The shape is over five feet tall now. And in its details he can see the woman’s skinny neck and sloping shoulders. The rest of her is a mix of suggestions, as if the bugs have latched on to lingering threads of soul and dead skin and made the best version of her they possibly can. Then the shape turns its hollow head in his direction, and he sees writhing knife slashes suggesting the woman’s wide, furious eyes and her snarling mouth. And with a voice that consists of a great swelling and fragile modulation of the grinding chain saw sound coming from the entire cloud, the ghost composed of insects snarls, “Fuck off!”

Then, as if in response to the attendant’s strangled, terrified cry, the cloud disperses, and he sees the tail end of the thick fingers as they take to the night sky beyond the gas station’s lonely glare, and the ghostly impression of the girl in the BMW X5 has departed on a swarm of tiny wings.

24

The first thing Blake sees in the front parlor is Caitlin’s iPhone glowing in the dock atop one of the antique end tables. The dock is connected to the stereo speakers throughout the first floor, so her phone must be the source of the Faith Hill song that’s threatening to knock him into the past. There are bloody fingerprints on its screen.
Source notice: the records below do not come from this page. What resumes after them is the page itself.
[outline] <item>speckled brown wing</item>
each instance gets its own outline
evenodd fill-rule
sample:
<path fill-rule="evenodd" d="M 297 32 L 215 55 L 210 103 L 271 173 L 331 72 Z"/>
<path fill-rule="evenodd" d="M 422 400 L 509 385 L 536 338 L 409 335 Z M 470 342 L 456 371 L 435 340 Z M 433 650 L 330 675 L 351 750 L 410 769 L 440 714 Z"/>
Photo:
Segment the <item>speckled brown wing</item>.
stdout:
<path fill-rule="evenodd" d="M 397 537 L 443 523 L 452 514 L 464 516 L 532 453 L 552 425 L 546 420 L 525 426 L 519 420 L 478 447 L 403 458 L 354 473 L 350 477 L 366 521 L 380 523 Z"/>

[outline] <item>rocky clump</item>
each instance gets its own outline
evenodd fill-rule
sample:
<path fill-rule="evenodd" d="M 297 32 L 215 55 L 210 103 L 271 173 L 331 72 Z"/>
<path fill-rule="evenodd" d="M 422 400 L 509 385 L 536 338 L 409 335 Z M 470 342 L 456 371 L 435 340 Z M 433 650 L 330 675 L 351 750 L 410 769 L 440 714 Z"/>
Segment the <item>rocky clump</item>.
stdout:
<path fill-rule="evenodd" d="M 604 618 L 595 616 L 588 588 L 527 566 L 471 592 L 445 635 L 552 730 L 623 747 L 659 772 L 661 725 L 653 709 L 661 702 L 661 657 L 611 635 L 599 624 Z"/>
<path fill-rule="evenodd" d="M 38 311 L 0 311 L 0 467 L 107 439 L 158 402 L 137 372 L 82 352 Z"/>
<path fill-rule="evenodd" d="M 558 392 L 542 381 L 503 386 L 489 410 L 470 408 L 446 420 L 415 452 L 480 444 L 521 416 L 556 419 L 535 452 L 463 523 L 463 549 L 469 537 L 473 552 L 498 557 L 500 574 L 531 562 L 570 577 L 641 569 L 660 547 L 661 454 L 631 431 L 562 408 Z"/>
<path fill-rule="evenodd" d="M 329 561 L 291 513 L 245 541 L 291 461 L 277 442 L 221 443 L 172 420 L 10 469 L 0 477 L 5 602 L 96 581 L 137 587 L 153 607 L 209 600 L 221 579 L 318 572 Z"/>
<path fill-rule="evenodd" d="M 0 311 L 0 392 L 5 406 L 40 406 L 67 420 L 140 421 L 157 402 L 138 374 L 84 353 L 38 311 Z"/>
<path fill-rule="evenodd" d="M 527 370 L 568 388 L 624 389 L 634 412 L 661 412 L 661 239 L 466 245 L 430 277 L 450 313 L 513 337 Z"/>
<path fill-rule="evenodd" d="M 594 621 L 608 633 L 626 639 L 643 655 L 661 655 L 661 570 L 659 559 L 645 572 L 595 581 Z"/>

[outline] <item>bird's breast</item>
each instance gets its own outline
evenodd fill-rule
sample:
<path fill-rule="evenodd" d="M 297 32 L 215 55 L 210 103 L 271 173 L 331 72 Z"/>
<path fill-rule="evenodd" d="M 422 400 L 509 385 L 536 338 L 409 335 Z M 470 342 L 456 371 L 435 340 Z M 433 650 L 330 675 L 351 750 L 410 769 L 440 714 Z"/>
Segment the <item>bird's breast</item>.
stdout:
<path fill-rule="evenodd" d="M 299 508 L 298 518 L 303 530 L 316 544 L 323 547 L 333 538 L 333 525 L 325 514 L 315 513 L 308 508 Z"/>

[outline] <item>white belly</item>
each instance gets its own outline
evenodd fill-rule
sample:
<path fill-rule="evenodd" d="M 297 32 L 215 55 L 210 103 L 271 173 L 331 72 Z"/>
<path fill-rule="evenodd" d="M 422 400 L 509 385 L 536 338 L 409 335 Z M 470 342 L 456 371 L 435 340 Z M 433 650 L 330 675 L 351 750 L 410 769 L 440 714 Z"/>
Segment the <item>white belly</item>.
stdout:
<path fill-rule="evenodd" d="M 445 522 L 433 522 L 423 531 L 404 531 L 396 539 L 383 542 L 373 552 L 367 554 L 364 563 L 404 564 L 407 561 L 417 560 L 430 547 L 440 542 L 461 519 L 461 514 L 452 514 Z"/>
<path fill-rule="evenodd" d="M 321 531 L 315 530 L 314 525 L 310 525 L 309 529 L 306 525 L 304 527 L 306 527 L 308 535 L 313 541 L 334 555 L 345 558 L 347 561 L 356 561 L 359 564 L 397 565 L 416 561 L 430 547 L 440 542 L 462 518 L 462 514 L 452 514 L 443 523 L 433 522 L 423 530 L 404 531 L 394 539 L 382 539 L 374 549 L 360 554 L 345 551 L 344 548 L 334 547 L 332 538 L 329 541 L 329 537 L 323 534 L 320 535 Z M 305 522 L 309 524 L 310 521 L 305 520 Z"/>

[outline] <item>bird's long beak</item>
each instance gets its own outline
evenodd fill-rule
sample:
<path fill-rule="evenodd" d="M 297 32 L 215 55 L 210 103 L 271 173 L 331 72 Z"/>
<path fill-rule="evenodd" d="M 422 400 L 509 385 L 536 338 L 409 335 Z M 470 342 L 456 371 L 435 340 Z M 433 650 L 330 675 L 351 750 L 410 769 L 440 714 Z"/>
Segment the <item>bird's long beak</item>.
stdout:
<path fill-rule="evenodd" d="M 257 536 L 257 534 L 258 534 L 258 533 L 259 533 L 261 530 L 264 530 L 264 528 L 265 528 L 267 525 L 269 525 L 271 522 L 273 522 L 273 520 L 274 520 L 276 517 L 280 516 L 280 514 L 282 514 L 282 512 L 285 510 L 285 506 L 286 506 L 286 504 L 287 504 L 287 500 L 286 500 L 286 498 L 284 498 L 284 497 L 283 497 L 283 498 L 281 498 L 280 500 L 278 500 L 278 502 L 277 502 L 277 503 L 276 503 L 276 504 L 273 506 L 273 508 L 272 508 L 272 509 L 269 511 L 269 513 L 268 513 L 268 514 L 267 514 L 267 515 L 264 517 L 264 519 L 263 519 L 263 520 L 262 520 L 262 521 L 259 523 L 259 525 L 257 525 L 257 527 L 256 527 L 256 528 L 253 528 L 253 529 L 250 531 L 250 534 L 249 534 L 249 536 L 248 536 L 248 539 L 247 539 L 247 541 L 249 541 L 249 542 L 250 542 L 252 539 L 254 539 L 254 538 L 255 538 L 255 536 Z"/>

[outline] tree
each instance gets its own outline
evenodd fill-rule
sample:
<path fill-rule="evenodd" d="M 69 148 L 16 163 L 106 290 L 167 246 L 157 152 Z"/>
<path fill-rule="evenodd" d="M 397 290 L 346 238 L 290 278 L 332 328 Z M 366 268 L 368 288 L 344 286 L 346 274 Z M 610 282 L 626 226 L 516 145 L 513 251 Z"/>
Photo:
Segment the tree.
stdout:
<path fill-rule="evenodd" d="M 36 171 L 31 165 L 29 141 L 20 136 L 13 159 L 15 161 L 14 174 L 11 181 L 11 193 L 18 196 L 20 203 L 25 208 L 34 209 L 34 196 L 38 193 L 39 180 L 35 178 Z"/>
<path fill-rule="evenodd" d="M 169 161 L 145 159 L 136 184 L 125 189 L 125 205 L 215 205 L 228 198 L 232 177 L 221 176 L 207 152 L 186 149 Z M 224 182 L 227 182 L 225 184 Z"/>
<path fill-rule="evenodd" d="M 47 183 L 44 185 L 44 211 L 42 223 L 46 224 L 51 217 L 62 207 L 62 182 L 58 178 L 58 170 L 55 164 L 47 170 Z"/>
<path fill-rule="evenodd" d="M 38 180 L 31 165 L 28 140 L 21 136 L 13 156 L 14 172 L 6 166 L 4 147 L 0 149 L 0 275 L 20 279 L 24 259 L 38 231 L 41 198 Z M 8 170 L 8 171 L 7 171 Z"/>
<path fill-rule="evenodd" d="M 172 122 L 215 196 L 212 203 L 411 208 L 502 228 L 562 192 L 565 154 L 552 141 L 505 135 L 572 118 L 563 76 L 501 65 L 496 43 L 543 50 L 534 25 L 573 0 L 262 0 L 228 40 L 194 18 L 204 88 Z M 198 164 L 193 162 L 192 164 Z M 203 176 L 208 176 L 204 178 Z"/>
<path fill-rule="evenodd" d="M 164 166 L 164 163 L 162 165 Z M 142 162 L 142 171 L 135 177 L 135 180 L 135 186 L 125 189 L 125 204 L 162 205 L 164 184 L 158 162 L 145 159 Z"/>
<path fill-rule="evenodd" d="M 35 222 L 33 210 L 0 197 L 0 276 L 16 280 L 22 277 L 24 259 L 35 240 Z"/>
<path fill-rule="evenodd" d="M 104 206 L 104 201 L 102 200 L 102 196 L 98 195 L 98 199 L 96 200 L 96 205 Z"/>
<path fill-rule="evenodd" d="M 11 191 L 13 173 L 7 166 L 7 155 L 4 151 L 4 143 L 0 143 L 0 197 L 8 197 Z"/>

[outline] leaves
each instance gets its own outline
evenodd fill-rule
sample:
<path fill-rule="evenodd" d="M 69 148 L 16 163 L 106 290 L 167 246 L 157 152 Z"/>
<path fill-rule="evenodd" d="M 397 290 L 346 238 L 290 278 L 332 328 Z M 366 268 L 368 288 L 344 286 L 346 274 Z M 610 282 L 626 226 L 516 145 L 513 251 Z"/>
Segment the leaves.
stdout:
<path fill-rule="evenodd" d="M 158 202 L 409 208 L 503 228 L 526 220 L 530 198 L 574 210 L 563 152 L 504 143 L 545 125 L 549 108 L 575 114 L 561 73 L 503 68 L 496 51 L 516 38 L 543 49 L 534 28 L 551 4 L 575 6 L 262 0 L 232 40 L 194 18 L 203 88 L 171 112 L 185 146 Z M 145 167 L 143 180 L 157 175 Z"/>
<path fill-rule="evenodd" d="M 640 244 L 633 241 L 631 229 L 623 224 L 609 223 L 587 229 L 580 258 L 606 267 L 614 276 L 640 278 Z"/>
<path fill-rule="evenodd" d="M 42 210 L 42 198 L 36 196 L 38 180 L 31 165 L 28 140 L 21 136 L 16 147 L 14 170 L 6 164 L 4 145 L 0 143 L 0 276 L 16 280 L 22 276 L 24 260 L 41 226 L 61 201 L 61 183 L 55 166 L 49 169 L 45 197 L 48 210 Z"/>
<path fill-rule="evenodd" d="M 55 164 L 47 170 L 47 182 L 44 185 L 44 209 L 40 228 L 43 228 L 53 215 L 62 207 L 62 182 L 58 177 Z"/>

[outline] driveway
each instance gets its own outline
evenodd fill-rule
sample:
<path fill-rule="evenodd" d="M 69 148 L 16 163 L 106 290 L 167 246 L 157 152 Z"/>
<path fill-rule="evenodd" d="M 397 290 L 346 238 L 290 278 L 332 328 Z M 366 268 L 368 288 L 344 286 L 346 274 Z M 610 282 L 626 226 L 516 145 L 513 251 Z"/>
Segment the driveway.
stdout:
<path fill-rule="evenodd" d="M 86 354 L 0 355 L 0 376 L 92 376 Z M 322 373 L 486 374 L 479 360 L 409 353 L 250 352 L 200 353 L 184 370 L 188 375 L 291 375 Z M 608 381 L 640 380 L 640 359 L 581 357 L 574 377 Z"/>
Caitlin adds to them by turning the music down, and in the ensuing quiet he can hear Nova breathing next to him. The rush of blood in his ears gradually takes on the rhythm of a desperate, deafening pulse. It seems his every thought, his every breath, is now devoted to assuring himself that Caitlin has completely lost her mind and slipped into a world of self-inflicted violence and delusions.

Then he sees the overturned wing chair, the bloodstained sofa cushions in a tumble on the floor. This evidence of a recent struggle guides his attention to the fat man crumpled in a fetal position on the floor next to the flipped-up edge of the Oriental rug, the same man Caitlin is now standing over. She’s also pointing a gun at his head. The man’s black outfit looks like a trick-or-treater’s idea of a cat burglar costume, save for the silver duct tape that binds his ankles and wrists.